DataWorks provides for-each nodes. You can use a for-each node to traverse the output of an assignment node in loops. You can also customize the workflow in a for-each node. This topic provides an example on how to configure and use a for-each node. In this example, the for-each node is used to traverse the output of an assignment node in two loops, and the system displays the current number of loops in the Operation Center for each loop.
Prerequisites
Before you configure a for-each node, you must be familiar with the logic of a for-each node. This prevents errors during the configuration of the node. For information about the logic of a for-each node, see Composition and application logic.Procedure
In most cases, a for-each node is used with an assignment node. This section describes the procedure for using a for-each node.
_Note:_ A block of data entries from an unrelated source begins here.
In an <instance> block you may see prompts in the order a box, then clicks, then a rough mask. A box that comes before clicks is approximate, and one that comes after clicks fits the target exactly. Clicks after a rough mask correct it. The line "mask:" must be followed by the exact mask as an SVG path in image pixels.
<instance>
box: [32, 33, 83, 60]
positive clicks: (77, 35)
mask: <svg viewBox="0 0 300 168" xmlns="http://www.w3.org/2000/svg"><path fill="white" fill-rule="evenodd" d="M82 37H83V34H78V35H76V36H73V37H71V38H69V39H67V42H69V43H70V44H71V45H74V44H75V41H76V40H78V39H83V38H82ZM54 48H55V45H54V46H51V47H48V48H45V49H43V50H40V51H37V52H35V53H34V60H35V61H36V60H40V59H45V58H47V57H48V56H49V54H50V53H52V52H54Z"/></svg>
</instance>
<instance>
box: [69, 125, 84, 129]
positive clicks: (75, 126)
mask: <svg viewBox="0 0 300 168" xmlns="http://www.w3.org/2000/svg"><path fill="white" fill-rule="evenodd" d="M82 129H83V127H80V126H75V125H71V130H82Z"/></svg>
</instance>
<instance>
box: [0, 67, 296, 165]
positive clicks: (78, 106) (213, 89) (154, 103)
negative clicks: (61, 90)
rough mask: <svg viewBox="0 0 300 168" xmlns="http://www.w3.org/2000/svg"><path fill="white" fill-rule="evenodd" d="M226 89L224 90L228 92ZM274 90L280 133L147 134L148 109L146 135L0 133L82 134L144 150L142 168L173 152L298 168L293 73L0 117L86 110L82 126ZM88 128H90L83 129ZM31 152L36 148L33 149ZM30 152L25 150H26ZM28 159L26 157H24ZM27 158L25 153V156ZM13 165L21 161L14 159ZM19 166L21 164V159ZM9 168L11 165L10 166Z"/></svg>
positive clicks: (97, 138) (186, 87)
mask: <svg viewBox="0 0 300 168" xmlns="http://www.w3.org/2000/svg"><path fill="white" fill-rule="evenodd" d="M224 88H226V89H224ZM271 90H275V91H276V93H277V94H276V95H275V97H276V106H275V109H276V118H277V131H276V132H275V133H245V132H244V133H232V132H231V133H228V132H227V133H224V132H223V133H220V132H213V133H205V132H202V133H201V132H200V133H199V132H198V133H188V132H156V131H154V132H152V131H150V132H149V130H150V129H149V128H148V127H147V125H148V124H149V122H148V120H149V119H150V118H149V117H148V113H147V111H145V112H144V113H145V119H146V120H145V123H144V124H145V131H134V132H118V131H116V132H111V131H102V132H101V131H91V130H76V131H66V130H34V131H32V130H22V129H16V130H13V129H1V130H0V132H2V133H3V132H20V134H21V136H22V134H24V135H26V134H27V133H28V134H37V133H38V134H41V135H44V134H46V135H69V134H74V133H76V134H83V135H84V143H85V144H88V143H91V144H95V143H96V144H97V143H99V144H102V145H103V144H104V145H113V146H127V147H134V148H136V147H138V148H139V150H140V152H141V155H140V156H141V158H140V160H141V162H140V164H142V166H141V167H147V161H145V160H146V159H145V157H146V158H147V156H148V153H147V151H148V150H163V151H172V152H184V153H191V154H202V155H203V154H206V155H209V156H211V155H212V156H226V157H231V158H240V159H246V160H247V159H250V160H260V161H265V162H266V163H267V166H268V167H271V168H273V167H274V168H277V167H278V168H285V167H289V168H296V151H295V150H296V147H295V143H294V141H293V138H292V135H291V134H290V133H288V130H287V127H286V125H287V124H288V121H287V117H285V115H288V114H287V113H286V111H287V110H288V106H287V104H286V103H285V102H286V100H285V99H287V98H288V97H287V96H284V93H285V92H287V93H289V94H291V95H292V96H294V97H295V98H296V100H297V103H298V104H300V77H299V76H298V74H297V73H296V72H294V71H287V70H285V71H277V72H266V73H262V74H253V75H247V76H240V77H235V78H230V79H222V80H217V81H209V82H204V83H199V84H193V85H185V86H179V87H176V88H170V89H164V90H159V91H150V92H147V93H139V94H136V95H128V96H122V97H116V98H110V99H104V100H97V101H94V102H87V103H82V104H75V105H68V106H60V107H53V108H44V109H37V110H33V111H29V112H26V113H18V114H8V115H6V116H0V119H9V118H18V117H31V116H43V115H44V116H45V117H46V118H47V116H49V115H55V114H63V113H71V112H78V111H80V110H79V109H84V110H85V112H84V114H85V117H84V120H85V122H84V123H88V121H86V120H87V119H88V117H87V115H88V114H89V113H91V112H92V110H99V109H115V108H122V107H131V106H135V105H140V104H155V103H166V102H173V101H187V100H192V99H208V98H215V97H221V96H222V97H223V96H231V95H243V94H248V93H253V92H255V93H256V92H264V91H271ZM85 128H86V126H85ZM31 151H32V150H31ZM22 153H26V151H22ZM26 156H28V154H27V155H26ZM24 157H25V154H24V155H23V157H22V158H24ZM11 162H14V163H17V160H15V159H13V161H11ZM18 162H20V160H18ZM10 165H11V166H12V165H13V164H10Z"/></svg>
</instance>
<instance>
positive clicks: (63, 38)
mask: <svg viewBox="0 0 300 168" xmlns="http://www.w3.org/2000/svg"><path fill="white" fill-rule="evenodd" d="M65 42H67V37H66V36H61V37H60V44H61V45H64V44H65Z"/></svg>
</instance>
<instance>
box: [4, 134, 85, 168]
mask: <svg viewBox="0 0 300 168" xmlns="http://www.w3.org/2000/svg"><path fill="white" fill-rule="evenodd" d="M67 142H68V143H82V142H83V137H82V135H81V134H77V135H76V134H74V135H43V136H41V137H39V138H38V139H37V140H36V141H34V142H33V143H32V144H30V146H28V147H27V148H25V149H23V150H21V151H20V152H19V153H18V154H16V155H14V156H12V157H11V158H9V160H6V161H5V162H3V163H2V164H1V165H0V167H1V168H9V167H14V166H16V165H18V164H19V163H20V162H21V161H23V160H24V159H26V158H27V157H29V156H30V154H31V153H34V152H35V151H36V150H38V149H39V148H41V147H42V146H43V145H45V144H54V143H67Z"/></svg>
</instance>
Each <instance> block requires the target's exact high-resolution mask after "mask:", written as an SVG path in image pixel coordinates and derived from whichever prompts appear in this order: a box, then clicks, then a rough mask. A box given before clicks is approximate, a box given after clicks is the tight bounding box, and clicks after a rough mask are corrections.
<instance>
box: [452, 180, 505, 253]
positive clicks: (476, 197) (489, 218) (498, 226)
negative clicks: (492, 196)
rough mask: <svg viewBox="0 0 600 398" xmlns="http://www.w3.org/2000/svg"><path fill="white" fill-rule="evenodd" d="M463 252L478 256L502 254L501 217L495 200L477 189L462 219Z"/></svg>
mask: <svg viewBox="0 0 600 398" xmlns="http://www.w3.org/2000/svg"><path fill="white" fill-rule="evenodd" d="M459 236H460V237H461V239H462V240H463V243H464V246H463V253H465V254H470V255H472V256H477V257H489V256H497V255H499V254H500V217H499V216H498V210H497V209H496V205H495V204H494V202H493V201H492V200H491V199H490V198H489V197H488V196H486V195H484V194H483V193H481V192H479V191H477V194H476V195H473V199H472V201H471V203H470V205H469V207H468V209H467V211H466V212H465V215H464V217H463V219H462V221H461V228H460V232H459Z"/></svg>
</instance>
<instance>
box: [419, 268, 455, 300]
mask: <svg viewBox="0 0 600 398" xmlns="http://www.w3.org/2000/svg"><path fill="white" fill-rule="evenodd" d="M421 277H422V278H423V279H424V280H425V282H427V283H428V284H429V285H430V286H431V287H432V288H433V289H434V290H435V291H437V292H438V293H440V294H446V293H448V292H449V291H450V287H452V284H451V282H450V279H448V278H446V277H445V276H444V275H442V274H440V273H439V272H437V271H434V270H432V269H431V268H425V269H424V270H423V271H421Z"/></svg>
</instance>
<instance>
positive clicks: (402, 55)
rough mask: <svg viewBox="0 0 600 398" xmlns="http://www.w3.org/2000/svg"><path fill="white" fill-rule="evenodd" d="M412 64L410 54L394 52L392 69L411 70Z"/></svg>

- Configure dependencies for a for-each node.
A for-each node must depend on an assignment node. For information about how to configure dependencies for a for-each node, see Create and configure a workflow.
- Configure inputs for the for-each node.
In the Input Parameters and Output Parameters section of the Properties tab for the for-each node, add the built-in output parameter named outputs of the assignment node to Input Parameters for the for-each node as an input parameter. For information about how to configure an assignment node, see Configure an assignment node.
- Configure the inner nodes of the for-each node to obtain input parameters of the for-each node.
You can configure an inner workflow for the for-each node based on your business requirements, configure built-in variables for the inner nodes in the workflow to obtain the desired values for the input parameters, and then run the for-each node. For information about the built-in variables, see Built-in variables. For information about how to configure a for-each node, see Configure a for-each node.
- Test the for-each node. You cannot test for-each nodes in DataStudio.To test a for-each node, go to Operation Center, find the desired inner node, and then click the name of the node to view the details of the node. For more information, see Test the for-each node and view test results.Note If you want to check whether an assignment node passes its output to a for-each node in Operation Center, you can use the data backfill feature and select both the assignment and for-each nodes. You cannot obtain the output of the assignment node if you run only the for-each node.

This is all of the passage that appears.